This sign makes me so happy, every time I see it. They only recently came out with them.

Thursday, January 29, 2009

Henry the bear

Once, a person on a message board strongly implied I made up aspects of my life. Yes, sometimes my life is unbelievable, but I truly have a 4 foot long stuffed brown bear in my living room. We named him "Henry" - we've had him for over 4 years. I have a bigger bookcase, and I moved him over by the front door, but other than that he looks the same.

Precious! That's Frosty in my lap. I get lots of lovies out of him. Such a sweet boy. These are all in my slideshow if you're observant, but I thought I'd put stills out too. These are all 2005 vintage.

My famous low-carb vending machine. Yes, you can put a paperback in a vending machine. Yes, they all sold.

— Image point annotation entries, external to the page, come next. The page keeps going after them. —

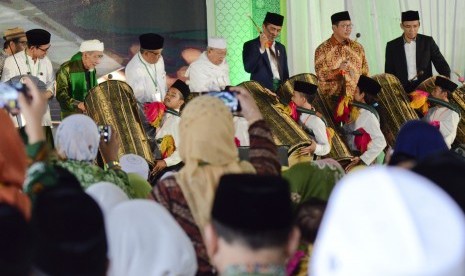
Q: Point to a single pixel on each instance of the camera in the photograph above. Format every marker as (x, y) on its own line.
(9, 94)
(229, 99)
(105, 132)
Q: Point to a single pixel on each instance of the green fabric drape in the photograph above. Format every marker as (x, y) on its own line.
(72, 86)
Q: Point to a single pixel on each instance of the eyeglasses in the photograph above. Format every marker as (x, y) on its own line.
(347, 26)
(44, 50)
(153, 53)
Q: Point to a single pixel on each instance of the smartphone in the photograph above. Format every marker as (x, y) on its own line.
(105, 132)
(229, 99)
(9, 95)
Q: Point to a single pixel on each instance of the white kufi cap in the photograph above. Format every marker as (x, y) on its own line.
(217, 42)
(91, 45)
(132, 163)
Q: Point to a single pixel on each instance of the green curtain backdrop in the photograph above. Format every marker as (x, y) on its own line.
(307, 24)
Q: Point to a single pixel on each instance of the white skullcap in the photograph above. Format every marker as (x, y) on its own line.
(217, 42)
(91, 45)
(389, 221)
(132, 163)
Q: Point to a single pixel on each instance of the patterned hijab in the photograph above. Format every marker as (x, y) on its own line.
(208, 150)
(13, 165)
(77, 138)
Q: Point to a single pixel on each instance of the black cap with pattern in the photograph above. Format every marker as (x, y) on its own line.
(253, 203)
(274, 18)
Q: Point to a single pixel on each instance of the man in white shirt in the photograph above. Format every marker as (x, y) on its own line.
(409, 57)
(210, 72)
(304, 94)
(145, 72)
(146, 75)
(363, 131)
(175, 98)
(33, 61)
(265, 58)
(444, 115)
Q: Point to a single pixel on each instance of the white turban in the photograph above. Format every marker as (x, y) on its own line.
(217, 42)
(91, 45)
(389, 221)
(77, 138)
(132, 163)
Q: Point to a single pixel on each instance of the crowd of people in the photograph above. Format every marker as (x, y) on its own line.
(201, 210)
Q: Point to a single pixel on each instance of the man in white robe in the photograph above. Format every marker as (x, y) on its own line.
(33, 61)
(210, 72)
(145, 72)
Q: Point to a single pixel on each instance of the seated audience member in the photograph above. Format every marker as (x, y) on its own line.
(77, 143)
(137, 170)
(308, 219)
(389, 221)
(315, 179)
(107, 195)
(208, 153)
(144, 239)
(251, 230)
(447, 170)
(16, 244)
(415, 141)
(13, 159)
(363, 131)
(304, 95)
(444, 115)
(70, 234)
(167, 132)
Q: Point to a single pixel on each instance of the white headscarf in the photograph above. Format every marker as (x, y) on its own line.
(107, 195)
(389, 221)
(77, 138)
(133, 163)
(144, 239)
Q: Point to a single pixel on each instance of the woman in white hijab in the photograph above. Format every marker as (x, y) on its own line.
(77, 143)
(144, 239)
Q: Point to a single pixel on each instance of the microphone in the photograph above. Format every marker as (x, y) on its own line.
(419, 74)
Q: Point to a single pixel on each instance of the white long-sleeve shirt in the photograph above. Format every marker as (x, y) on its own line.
(448, 122)
(241, 128)
(318, 128)
(205, 76)
(41, 68)
(368, 121)
(148, 81)
(170, 126)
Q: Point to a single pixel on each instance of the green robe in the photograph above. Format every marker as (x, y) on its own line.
(72, 86)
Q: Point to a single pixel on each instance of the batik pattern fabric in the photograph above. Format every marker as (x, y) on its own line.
(329, 56)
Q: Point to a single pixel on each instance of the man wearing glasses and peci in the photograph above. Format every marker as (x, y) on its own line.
(409, 56)
(15, 41)
(33, 61)
(339, 61)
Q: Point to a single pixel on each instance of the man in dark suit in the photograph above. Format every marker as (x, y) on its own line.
(264, 58)
(409, 57)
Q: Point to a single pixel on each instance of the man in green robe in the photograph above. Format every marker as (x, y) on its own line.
(77, 76)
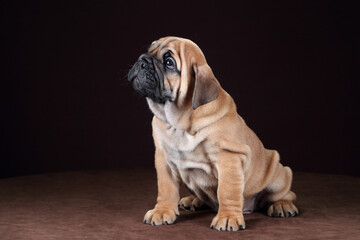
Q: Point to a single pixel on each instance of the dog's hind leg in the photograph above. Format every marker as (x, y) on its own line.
(277, 194)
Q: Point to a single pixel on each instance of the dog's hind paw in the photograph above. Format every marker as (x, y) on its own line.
(283, 208)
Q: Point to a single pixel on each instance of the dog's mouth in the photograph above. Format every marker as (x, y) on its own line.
(147, 79)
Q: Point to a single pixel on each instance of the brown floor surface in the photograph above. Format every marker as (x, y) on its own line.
(111, 205)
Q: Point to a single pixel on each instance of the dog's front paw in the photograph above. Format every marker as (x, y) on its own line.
(161, 216)
(283, 208)
(229, 222)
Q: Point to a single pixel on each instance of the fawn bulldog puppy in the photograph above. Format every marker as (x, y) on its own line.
(201, 140)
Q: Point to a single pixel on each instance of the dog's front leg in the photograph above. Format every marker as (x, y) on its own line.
(230, 193)
(166, 209)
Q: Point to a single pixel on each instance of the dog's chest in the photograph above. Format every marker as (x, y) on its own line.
(186, 151)
(190, 156)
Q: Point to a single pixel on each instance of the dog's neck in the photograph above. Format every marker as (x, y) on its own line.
(171, 114)
(182, 118)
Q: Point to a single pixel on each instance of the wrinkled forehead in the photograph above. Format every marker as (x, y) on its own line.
(184, 48)
(159, 47)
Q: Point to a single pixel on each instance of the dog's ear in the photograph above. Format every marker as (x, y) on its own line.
(206, 86)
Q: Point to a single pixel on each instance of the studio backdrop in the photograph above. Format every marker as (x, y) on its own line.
(66, 103)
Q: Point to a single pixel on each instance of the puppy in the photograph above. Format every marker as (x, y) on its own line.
(201, 140)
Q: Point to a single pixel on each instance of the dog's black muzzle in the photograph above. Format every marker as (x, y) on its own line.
(147, 79)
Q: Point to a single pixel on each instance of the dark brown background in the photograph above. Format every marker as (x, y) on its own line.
(66, 105)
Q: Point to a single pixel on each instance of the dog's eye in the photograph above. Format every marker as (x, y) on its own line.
(170, 63)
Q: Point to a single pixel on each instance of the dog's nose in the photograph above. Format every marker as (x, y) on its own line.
(144, 61)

Sadly, the machine only averaged about $20 a month in sales. Ron made me convert it to regular snacks after a year or so. It was a great concept, but mainstream America just wasn't ready for the concept. I hope to one day fill all my snack machines with low-carb goodies.

Here's a few of our vending machines. In order from left to right: Snack 1, Food 1, Food 3, Snack 2, and Soda 1. 2 Rowe Snacks, 2 Rowe foods, and a Dixie-Narco soda machine. We stuck a bill changer between the two food machines, and got rid of that box, but otherwise it looks the same.
I hope you enjoyed my blast from the past; a little glimpse of my everyday life today. When I get my pink-hair photos (just for today) I'll post 'em.

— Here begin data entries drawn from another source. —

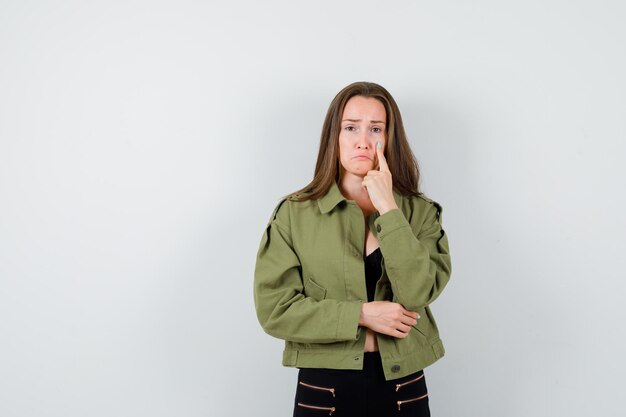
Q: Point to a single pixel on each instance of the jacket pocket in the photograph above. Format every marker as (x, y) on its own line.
(314, 290)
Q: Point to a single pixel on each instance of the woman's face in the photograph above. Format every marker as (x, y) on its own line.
(362, 126)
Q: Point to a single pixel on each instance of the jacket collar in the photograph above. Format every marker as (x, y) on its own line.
(334, 197)
(331, 199)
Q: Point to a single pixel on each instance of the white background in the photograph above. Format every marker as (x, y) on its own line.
(144, 144)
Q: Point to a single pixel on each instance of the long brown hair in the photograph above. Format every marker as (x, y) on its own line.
(402, 163)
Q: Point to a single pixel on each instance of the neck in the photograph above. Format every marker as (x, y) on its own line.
(351, 188)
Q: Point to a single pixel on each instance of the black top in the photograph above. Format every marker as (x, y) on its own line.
(373, 270)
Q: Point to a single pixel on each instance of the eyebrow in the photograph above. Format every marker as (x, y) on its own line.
(358, 120)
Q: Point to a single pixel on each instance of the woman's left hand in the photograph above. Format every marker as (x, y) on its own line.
(379, 185)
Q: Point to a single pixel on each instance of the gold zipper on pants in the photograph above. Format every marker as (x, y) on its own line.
(329, 409)
(411, 400)
(332, 390)
(398, 386)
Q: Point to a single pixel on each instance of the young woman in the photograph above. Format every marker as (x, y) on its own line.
(348, 266)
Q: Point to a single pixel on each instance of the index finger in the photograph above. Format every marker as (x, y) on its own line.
(382, 162)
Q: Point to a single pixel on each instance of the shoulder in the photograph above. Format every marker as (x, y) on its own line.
(290, 206)
(422, 208)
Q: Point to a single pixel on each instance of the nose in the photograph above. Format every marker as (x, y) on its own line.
(362, 142)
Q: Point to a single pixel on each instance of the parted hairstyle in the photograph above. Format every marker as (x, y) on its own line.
(402, 163)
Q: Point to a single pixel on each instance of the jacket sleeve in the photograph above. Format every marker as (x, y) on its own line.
(417, 262)
(282, 307)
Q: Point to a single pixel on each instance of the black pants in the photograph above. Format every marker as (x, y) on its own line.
(360, 393)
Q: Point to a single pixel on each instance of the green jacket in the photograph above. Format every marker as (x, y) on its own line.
(309, 280)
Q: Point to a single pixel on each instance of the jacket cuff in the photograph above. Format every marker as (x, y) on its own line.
(348, 326)
(390, 221)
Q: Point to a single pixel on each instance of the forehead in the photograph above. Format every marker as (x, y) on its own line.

Today I saw my psychiatrist for my tune up. Overall, it went great.

My aunt encouraged me to try some pink hair color - temporary, so I did. It was fun. I can check that off my list of things to do. Most people seemed to like it.

I brought some chocolate for the office staff, they are really sweet gals and have a good time at work. I brought a bag of Ron's beloved pretzels for the Dr.

He complimented me on my continuing weight loss and I told him about the low blood pressure I've been having. I asked if I could cut my Lexapros in half. He said yes. Yay!

I don't care about the money, I'll pay whatever it takes to keep me sane, but if I can lose some side effects I'll do it! I also mentioned my blood sugar readings, 110 and 117 when I checked. He wants me to keep an eye on that, which I'll do happily. I would rather deal with it early than end up needing an amputation because I was an idiot.

Speaking of idocity, my gallbladder's been "intermittent" the last little while. I don't want to go to the hospital and my symptoms come and go. I don't want to have a big circus getting to the hospital and no symptoms! No thanks! I figure God will make it obvious if and when I need to go.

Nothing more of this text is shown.